I encouraged the two American girls the best I could, and said that I had heard that the puma liked especially Americans, but don't worry too much, it only eat you once. Fortunately we reached our tents, but not without excitement on the walk.

We stopped to listen for almost every little sound. Few minutes after I was safe back in my tent again, I felt happy and was on the brink to fall in sleep, then one of my American friends made me aware of that it was a big scorpion just outside my tent.

Puma, the predator I never saw, but I really felt the presence of it in the dark. Some information about the puma based on information from the excellent book "Your field guide to Manu - nature's paradise" by Arto Ovaska:

  • Weight: 29 - 120 kg.
  • Length of body: 80 - 150 cm (males are larger than females).

Pumas are both nocturnal and diurnal: terrestrial solitary. They eat mostly medium and large mammals such as deer, agoutis and pacas, but also eat smaller prey as snakes and rats.

According to Ovaska is the Puma shy and wary of people. There has only been reported few attacks on humans, but just to let you know: pumas follow humans discreetly from apparent curiosity. So the rest of the night went quite, but in my dreams about the drama continued. I didn't see the puma, but imaginations of the big cat monster are still in my mind. My feelings are mixed. Puma is both an attraction and fear.

This article continues in part 2 - When it comes to all: was it really a puma, or was it something else?

Read also more about Amazon in part 3 - It's about how the puma and other animals are linked to the mysterious Inca village, Machu Picchu.

Stein Morten Lund, 27 July 2001

Additional information
I found a big treasure in Peru! When I decided to go to Peru, I looked forward to explore lost cities from the past and bushwhacking in the untouched rainforest. I dreamed about finding big gold treasures so that I could finance my holiday tour. I didn't find any big gold treasure, but I found something bigger, the heart of the Peruvian people. With their charm, kindness and hospitality, they melted my heart. These memories will burn as an internal flame in my heart forever. Siempre Peru! Viva Peru!

Information sources:
For useful background information about the Amazon, I recommend the book "Your field guide to Manu - nature's paradise" by Arto Ovaska. It's about the history, rainforest, animals, tribes, precautions and tips.
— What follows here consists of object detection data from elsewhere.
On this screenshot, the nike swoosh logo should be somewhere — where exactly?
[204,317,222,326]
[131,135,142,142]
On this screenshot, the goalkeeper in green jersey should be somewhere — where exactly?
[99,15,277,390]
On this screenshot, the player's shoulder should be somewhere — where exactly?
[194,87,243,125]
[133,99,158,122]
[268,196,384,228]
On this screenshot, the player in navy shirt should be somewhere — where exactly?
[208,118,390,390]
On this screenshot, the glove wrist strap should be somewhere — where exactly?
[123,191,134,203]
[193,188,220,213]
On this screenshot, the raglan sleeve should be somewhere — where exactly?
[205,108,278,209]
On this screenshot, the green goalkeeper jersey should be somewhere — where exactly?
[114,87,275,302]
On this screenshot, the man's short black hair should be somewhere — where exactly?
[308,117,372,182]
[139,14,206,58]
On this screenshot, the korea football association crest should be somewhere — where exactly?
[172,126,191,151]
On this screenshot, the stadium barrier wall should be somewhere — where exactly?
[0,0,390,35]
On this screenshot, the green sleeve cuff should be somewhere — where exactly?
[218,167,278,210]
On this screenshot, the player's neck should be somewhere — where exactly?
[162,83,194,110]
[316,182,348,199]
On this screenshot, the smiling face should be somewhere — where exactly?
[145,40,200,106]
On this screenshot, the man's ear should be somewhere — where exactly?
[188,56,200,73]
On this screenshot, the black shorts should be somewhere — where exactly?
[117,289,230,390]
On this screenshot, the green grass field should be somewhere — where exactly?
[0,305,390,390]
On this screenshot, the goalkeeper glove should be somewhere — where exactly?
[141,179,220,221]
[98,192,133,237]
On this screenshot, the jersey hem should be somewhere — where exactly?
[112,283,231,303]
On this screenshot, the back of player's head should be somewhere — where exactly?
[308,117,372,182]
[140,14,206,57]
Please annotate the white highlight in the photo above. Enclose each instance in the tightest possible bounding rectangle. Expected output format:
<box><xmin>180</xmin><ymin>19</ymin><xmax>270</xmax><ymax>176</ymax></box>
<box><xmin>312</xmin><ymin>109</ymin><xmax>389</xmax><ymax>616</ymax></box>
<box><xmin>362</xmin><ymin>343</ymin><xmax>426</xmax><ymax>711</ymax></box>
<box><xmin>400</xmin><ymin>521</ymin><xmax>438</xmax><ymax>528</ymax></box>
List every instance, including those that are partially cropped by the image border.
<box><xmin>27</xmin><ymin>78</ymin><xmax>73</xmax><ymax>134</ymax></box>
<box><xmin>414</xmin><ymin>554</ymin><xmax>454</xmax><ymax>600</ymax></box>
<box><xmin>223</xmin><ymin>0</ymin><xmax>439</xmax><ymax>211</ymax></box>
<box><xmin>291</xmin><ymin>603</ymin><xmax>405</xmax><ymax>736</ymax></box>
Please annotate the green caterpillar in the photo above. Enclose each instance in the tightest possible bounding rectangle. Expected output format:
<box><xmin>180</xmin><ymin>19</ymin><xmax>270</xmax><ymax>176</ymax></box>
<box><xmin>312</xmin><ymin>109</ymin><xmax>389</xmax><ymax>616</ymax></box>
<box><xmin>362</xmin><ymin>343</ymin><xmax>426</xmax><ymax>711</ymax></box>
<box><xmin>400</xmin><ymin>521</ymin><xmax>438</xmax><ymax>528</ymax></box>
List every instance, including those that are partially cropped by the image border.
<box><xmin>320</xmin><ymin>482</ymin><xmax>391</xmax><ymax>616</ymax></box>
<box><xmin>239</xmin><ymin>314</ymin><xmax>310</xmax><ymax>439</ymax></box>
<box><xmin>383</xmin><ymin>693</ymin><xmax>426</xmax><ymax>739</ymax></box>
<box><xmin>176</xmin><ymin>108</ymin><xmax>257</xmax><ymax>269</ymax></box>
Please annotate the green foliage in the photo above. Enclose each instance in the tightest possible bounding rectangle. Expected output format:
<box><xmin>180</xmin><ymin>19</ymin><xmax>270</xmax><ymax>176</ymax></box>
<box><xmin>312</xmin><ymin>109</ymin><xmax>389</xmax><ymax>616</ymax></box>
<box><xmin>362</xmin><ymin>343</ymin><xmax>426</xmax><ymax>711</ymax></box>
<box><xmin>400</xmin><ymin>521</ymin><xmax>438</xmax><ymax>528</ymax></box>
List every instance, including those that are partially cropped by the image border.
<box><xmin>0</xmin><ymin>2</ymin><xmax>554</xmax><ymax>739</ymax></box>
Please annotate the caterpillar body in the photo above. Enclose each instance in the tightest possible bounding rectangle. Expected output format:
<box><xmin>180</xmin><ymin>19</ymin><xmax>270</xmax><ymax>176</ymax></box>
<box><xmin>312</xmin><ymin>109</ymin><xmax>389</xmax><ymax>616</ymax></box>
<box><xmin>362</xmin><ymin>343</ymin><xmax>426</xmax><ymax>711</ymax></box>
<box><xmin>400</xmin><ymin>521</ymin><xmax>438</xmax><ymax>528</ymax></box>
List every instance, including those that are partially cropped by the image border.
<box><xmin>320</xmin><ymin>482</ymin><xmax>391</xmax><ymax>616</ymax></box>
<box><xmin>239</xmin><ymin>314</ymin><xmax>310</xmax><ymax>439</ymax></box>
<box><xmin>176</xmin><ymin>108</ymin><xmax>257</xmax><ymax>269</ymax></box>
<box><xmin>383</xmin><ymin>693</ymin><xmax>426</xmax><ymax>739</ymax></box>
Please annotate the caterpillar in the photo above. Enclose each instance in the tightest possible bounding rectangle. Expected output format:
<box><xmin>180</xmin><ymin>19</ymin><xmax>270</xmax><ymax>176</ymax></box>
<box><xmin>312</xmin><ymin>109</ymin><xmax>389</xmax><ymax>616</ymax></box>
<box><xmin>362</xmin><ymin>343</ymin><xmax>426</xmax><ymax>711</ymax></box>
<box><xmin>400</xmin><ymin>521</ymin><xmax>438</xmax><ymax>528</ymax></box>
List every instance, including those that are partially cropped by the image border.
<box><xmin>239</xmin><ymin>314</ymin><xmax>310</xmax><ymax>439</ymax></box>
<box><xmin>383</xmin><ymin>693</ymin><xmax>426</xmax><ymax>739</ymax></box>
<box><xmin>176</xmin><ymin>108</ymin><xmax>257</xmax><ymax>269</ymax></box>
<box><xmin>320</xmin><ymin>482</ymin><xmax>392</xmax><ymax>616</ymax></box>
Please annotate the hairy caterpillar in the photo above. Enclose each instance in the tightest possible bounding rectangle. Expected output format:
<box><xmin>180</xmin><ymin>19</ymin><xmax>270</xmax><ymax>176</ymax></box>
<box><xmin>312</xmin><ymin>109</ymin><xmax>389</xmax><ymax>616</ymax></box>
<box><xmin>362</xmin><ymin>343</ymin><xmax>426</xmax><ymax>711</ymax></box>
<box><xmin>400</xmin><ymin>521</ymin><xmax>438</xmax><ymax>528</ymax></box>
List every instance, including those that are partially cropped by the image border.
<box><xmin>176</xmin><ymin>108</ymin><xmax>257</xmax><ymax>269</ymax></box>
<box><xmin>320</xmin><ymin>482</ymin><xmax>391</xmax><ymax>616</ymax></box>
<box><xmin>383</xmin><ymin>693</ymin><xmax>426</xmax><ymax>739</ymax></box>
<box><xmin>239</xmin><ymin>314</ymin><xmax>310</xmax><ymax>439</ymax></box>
Photo. Ruby Huanca, our brave guide.

She works as an independent guide (freelance).

She can be contacted for information and booking on e-mail: rubyhuanca@hotmail.com.

General information and bookings for an exciting tropical tour:
Expediciones VILCA
Plateros 363 Telephone: 51 84 244751
Fax: 51 84 251872
Mobile phone: 9681002
e-mail: manuvilca@terra.com.pe
Website: www.cbc.org.pe/manuvilca
Base of operation: Santa Mónica Jose María Arguedas J 9, CUSCO - PERU

Conservation about nature and wildlife:
As more people visit the jungle in Amazon and learn about its flora and fauna, more people will become involved in the work for conservation. Local people and governments will also see that the long term value of the rainforest may be worth more if the rainforest remains intact.

Peru currently has roughly 5 percent of its territory protected by a system of around 50 national parks, reserves, sanctuaries and other designated areas, a process which has developed extremely well since it was begun in the 1960s.